Artwork
Still life. Hunt

Still life. Hunt is an oil painting by the Flemish Baroque painting artist Jan Fyt. It dates from 1650 and is held in the collection of the National Gallery of Armenia.
About this work
Overview
Executed in oil, the work presents a quiet assemblage of game and a single dog, rendered with careful attention to texture and spatial arrangement.
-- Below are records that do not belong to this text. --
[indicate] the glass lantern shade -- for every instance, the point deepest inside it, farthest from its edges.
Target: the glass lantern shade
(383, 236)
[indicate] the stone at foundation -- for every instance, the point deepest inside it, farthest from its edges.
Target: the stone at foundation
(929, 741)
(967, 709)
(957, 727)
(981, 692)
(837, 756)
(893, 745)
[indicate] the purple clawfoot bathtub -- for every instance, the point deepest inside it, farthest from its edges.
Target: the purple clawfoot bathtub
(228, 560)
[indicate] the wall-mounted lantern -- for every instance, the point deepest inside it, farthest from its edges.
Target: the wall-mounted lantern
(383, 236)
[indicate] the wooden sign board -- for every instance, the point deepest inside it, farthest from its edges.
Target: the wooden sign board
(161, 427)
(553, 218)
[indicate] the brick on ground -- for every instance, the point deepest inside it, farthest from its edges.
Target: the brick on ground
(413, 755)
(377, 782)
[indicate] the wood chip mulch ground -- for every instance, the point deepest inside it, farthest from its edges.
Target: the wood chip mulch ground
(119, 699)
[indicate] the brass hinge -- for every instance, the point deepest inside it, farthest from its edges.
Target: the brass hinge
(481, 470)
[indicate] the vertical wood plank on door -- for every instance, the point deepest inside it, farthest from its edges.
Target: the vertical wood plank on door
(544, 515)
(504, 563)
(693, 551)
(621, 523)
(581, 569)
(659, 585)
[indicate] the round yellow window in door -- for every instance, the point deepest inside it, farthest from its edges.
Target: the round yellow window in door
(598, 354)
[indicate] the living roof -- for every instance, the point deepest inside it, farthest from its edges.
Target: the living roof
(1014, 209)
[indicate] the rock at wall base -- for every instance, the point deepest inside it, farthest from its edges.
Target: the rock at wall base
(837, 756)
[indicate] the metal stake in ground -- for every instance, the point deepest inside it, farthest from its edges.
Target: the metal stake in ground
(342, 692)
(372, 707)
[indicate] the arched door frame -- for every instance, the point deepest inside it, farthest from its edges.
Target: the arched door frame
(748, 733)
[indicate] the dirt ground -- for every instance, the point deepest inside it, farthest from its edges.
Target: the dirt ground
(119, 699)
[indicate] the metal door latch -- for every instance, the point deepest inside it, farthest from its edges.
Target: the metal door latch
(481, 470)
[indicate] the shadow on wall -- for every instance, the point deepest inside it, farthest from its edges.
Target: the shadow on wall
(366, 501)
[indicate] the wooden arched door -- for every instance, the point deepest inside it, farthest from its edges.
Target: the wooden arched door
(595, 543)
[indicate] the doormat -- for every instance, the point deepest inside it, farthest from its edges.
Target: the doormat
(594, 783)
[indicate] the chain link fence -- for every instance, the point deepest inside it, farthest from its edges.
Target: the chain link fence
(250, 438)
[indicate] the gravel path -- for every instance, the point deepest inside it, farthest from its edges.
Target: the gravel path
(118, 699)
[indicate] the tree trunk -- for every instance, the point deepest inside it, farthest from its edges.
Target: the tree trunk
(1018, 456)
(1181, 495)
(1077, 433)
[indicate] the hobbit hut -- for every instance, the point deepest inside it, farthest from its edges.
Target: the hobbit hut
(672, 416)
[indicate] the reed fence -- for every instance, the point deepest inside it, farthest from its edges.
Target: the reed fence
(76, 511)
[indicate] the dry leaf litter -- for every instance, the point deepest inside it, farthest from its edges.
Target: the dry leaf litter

Jan Fyt, a Flemish painter of the mid-17th century, produced *Still life. Hunt* around 1650 as part of his focus on animal subjects and hunting themes. Executed in oil, the work presents a quiet assemblage of game and a single dog, rendered with careful attention to texture and spatial arrangement. It resides in the National Gallery of Armenia, reflecting Fyt’s broader contribution to Flemish still life traditions that merged naturalism with compositional restraint.
Subject & Meaning
The painting centers on a pile of hunted game — a boar, birds, and a rabbit — arranged in a loose, overlapping heap. A white-and-black-spotted dog stands passively in the background, gazing to the side. The absence of human figures and the stillness of the scene suggest contemplation rather than celebration. The dead animals are not displayed as trophies but as quiet remnants, evoking themes of mortality and the aftermath of pursuit.
Technique & Style
Fyt employed oil paint to render fur, feathers, and hide with subtle gradations of tone. The palette is dominated by muted browns, grays, and off-whites, avoiding vivid contrast in favor of atmospheric cohesion. Forms are modeled with soft transitions, and the composition avoids theatricality, favoring a balanced, almost somber arrangement. The dog’s placement and gaze introduce a subtle narrative tension without disrupting the stillness of the scene.
History & Provenance
Created in the 1650s, the painting entered the collection of the National Gallery of Armenia at an unknown date, likely through 20th-century acquisitions. While its early ownership is undocumented, its presence in Armenia reflects broader patterns of European art dispersal. Fyt’s works were widely collected in his time, and this piece aligns with his known output of game still lifes, though it lacks the floral elements common in his more elaborate compositions.
Context
In mid-17th-century Flanders, still life painting flourished as a genre that explored nature, abundance, and decay. Fyt’s work stood apart by emphasizing animals over fruit or flowers, often integrating live and dead creatures in a single scene. His approach reflected both the aristocratic interest in hunting and a growing artistic interest in natural observation, distinct from the more ornate Dutch still lifes of the period.
Legacy
Fyt’s influence extended through his precise rendering of animal textures and his integration of living and dead subjects in still life. While less celebrated than contemporaries like Snyders, his quieter, more restrained compositions offered an alternative to dramatic abundance. *Still life. Hunt* exemplifies this approach, preserving a moment of stillness that anticipates later 18th-century tendencies toward naturalism and emotional restraint in genre painting.
Artist & collection
Artist
Jan Fijt, Jan Fijt or Johannes Fijt (or Fyt) (19 August 1609 – 11 September 1661) was a Flemish Baroque painter, draughtsman and etcher.